Neith dejó de lamerse y agitó las orejas.
Araq retomó la ofensiva, pero herido y sin armadura, debía mantener la distancia. El Faraón no se molestó en levantar su porra: serpenteaba entre los mazazos con facilidad.
—Lo sé todo —dijo Araq—: el abandono de tu madre, el orfanato, el coro del palacio... ¿Falsetto, no? Cuánta tragedia.
—¿Cómo? —protestó el Faraón.
—«La realidad es un libro abierto para el hombre de fe» —recitó—.

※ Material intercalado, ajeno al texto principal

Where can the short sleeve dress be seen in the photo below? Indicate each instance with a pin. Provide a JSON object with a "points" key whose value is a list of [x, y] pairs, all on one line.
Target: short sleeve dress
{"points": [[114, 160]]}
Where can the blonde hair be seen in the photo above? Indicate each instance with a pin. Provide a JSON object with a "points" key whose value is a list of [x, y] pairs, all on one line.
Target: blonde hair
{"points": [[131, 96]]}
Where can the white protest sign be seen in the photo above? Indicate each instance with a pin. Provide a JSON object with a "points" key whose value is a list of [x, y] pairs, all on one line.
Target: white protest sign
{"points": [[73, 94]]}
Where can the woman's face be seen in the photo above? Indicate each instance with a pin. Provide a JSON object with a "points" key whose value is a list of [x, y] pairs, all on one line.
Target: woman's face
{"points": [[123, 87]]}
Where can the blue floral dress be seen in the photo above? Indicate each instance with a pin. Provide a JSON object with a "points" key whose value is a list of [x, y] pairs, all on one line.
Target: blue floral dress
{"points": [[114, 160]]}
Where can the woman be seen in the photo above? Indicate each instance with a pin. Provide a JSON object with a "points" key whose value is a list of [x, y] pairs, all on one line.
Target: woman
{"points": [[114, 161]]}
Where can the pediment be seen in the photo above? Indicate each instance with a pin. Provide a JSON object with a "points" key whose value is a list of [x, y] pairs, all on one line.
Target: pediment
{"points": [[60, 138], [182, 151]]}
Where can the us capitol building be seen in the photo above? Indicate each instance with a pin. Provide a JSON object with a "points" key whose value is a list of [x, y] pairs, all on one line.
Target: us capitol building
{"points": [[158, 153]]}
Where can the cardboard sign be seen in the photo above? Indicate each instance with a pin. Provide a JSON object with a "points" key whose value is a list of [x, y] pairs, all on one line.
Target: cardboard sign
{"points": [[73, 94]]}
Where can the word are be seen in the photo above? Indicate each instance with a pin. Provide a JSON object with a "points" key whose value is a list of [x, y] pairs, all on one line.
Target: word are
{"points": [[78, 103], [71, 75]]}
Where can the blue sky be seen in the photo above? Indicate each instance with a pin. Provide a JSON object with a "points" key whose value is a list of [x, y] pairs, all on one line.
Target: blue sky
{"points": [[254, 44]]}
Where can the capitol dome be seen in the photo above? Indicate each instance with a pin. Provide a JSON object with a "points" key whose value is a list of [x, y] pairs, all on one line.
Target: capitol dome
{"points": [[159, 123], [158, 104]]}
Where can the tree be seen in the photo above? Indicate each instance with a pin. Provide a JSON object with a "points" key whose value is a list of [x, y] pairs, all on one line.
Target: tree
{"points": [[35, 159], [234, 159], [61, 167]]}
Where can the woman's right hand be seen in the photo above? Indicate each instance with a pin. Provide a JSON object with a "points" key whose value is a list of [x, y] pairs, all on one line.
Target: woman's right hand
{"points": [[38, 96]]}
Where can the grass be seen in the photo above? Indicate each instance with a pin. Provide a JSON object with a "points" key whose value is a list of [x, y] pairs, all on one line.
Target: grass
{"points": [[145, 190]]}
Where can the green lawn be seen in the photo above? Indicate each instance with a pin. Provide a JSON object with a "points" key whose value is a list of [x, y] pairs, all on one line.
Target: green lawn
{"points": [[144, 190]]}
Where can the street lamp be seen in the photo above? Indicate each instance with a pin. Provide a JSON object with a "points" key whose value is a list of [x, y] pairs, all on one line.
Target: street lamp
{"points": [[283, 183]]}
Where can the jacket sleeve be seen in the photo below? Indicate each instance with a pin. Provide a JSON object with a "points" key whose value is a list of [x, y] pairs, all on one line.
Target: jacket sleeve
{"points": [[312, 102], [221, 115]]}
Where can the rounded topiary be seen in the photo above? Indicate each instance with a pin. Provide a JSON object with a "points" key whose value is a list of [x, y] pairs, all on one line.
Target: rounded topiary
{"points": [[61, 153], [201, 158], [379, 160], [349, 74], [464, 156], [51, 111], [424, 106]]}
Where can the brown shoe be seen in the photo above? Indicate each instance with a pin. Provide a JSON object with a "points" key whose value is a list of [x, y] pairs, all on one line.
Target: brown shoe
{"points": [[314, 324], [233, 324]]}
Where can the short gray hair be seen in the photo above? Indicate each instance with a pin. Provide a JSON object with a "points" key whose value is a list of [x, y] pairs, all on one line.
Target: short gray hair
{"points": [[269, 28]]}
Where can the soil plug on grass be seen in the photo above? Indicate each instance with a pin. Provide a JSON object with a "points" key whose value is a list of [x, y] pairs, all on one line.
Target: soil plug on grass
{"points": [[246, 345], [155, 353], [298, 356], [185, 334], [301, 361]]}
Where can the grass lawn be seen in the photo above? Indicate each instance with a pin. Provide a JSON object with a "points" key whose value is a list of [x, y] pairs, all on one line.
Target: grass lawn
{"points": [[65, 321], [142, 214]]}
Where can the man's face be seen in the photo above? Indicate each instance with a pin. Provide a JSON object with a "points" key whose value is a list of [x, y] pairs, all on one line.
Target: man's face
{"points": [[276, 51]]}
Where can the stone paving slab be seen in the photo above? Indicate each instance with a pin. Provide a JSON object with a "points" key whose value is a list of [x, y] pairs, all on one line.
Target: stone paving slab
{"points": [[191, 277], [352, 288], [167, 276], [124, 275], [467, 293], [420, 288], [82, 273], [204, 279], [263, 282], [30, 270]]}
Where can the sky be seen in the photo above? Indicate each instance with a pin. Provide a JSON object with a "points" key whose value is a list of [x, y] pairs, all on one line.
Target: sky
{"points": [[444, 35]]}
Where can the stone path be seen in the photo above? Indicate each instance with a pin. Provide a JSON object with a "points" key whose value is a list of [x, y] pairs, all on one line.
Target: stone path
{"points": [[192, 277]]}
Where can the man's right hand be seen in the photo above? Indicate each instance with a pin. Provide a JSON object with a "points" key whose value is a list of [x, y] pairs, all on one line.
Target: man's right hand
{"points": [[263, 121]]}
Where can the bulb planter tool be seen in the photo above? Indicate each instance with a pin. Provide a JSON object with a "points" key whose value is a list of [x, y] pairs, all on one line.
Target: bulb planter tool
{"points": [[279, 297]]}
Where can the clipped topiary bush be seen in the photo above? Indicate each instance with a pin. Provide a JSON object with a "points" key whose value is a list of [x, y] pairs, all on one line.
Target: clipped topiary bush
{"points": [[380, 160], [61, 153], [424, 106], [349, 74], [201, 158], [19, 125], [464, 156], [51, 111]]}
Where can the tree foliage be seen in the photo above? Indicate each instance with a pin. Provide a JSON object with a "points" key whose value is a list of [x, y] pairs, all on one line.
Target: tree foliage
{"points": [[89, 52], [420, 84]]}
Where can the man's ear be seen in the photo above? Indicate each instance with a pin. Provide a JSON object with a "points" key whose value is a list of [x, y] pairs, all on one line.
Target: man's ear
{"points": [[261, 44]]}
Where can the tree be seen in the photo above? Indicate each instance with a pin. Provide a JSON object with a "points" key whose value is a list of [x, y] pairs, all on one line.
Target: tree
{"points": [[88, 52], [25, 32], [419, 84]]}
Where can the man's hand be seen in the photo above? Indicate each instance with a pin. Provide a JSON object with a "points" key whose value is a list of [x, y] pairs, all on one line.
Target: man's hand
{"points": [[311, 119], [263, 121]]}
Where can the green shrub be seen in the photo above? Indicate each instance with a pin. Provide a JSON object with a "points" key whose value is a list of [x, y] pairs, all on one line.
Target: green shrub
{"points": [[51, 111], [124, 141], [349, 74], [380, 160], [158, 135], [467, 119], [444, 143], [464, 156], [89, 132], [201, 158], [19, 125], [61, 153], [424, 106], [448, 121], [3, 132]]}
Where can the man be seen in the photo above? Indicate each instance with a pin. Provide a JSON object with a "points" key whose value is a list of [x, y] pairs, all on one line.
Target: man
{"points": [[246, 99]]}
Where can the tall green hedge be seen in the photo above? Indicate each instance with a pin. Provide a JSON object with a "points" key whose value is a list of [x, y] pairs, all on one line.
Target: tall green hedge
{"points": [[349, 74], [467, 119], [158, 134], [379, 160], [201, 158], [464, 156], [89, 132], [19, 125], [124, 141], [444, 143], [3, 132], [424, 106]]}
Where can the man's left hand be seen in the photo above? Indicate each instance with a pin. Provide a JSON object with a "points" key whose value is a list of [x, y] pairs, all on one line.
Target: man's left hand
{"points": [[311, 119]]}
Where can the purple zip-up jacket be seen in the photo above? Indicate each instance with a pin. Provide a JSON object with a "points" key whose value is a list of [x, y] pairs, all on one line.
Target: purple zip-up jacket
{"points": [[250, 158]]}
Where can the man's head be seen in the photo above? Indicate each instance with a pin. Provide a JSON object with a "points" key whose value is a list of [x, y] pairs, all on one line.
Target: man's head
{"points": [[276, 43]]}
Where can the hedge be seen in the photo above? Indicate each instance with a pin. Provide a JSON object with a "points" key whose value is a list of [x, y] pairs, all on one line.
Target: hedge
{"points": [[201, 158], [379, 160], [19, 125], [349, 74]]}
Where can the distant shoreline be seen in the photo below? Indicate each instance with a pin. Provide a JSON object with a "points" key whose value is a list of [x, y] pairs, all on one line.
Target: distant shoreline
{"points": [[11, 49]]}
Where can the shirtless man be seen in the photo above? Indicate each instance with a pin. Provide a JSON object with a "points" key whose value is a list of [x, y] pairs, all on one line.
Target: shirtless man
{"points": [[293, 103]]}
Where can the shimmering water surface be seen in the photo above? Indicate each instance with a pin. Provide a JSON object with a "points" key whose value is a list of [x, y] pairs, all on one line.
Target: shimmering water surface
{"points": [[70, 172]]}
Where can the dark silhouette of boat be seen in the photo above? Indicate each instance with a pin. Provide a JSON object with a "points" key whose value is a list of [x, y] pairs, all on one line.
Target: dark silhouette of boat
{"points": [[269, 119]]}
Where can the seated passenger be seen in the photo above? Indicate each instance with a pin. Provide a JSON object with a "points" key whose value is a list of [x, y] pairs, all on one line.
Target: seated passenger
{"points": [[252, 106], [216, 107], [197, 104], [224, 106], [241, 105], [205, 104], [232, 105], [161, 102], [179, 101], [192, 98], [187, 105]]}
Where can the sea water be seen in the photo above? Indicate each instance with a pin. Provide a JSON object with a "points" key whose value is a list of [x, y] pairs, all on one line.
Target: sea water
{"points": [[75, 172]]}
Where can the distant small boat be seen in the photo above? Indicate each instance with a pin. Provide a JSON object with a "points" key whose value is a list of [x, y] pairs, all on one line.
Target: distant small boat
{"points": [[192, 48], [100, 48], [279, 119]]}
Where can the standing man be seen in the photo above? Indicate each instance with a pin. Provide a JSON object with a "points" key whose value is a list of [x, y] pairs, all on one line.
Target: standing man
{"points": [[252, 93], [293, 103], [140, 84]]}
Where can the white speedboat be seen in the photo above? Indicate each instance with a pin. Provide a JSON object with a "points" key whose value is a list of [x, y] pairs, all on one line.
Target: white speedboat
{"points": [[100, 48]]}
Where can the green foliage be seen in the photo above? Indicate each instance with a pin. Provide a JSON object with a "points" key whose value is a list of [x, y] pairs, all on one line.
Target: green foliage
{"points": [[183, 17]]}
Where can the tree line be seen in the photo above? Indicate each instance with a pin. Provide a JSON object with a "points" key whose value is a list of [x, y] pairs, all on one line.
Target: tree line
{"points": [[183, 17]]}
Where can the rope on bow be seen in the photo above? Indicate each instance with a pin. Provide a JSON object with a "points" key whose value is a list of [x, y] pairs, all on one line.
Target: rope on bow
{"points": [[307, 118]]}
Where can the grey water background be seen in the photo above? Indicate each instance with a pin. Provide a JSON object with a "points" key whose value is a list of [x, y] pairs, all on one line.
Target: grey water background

—Me pregunto si esa fe sobrevivirá tu muerte: un servidor que domine la magia blanca sería sumamente útil. Te llamaré «Espécimen C», por «charlatán».
—Lo siento, pero no es así como acaba este duelo: lo he visto.
—¡Mientes! ¡Esa clase de magia no existe!
—¿Por qué no bajamos las armas y volvemos al plan original? Te enseñaré el verdadero poder de la magia.
La primera sílaba de un conjuro de desintegración asomó una letra entre los dientes del Faraón, como para averiguar si llovía, pero la sofocó. No iba a caer en la trampa. Era rey y dios. La muerte le llevaba las pantuflas. Y si aquel insecto decía la verdad... Si había desenterrado su pasado...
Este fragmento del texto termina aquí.